Journal

In A Room with Dan Hill

Written by Heath Killen | 03/06

In a Room is a conversation series where we ask our friends to share their favourite domestic spaces. This week we’re joined by Professor Dan Hill, Director of Melbourne School of Design.

Professor Dan Hill is Director of Melbourne School of Design, the graduate school in the Faculty of Architecture, Building and Planning at the University of Melbourne. A recognised designer and urbanist, Dan has previously held design leadership positions at various organizations, including the Swedish government’s innovation agency Vinnova in Stockholm, Arup in both London and Sydney, Fabrica in Treviso, the Finnish Innovation Fund SITRA in Helsinki, and the UK’s Future Cities Catapult and BBC in London.

Dan is also a Visiting Professor at UCL’s Institute for Innovation and Public Practice and a founder member of the Council on Urban Initiatives, a joint venture between UN HABITAT, LSE and UCL. Dan was one of the inaugural Design Advocates for the Mayor of London and a Trustee of Participatory City Foundation. Dan is the author of the books ‘Dark Matter & Trojan horses: A strategic design playbook’ (Strelka Press, 2012) and ‘Designing missions: Mission-oriented innovation in Sweden (Vinnova, 2022).


Dan Hill (Courtesy of Collingwood Yards)

Which room are you in today? 

In our living room, at home — which is also the kitchen. And also sort of flows out onto a little terrace out the front, with a small kitchen garden, and then the shared garden beyond. We're in a townhouse in an early Assemble Communities development in Clifton Hill, Melbourne.


Which room is the most active in your house?

Probably this one, overall. It's where we, as a family, cook, eat, watch telly, and hang out. My son plays video games here. I work here at night, usually watching the football from England.

Which room gets the least amount of use?

Hmm, not many! It's a compact house — just the right size for us as a family of four — so all the spaces are fairly well-used. Probably the rooftop garden, if that counts as a room? It's got a great view of the city, and the Merri Creek on the other side, plus a barbeque, pizza oven, and plants. It's lovely to watch the thousands of bats fly overhead at dusk, but it can be too hot on a summer day, too chilly on a winter day.

Which is your work-from-home room of choice?

Probably in the little study area on the ground floor, but I do most work here in the living room, late at night when everyone else has gone to bed! It's not the most productive time, but that's where and when it happens. Needs must.
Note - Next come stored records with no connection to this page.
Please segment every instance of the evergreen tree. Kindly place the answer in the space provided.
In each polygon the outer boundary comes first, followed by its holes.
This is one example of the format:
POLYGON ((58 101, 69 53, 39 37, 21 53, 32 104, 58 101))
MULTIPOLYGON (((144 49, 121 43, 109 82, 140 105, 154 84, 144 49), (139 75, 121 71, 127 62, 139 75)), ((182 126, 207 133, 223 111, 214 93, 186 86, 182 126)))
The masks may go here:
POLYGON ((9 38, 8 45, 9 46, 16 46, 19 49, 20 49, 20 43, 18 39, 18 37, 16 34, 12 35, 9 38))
What for you defines a great room?

Well, there are "great rooms", like the Reading Room at the British Library, or many equivalents elsewhere. They have greatness bestowed upon them, or are great in some other way, usually through their stature. But if it's more of a personal I think I'd probably define a great room — for me, and my needs and desires — in more humble terms. It is a great room where one feels entirely comfortable, where the space and materiality embodies a discreet care and attention, which is enriched by the surroundings and draws them into the space, or the room leads out into it. Where it works well in entirely solitary mode, or with a couple of people in it, or with a group of friends. It should flex to different occasions or activities, and be reconfigurable and adaptable accordingly, yet always feel coherent, calm, stimulating.

What is your personal favourite type of room, and why?

A studio-like space, which is also a living room space, and which leads out into a natural environment — and back in again. Can be used for working, playing, eating, or simply being.

Tell us about your all-time favourite room. 

Right now I'm thinking of a very particular type of space. A contemporary Finnish or Swedish house, largely made in wood, in the forests, looking over a lake or archipelago. In particular, Alvar and Aino Aalto's house and studio is what I really mean. That has many great rooms in it — and produced greatness too — yet still has that humble, careful, quiet quality, and integrated into nature and vice versa.

Ralph Erskine's house in Stockholm — The Box — is another that springs to mind.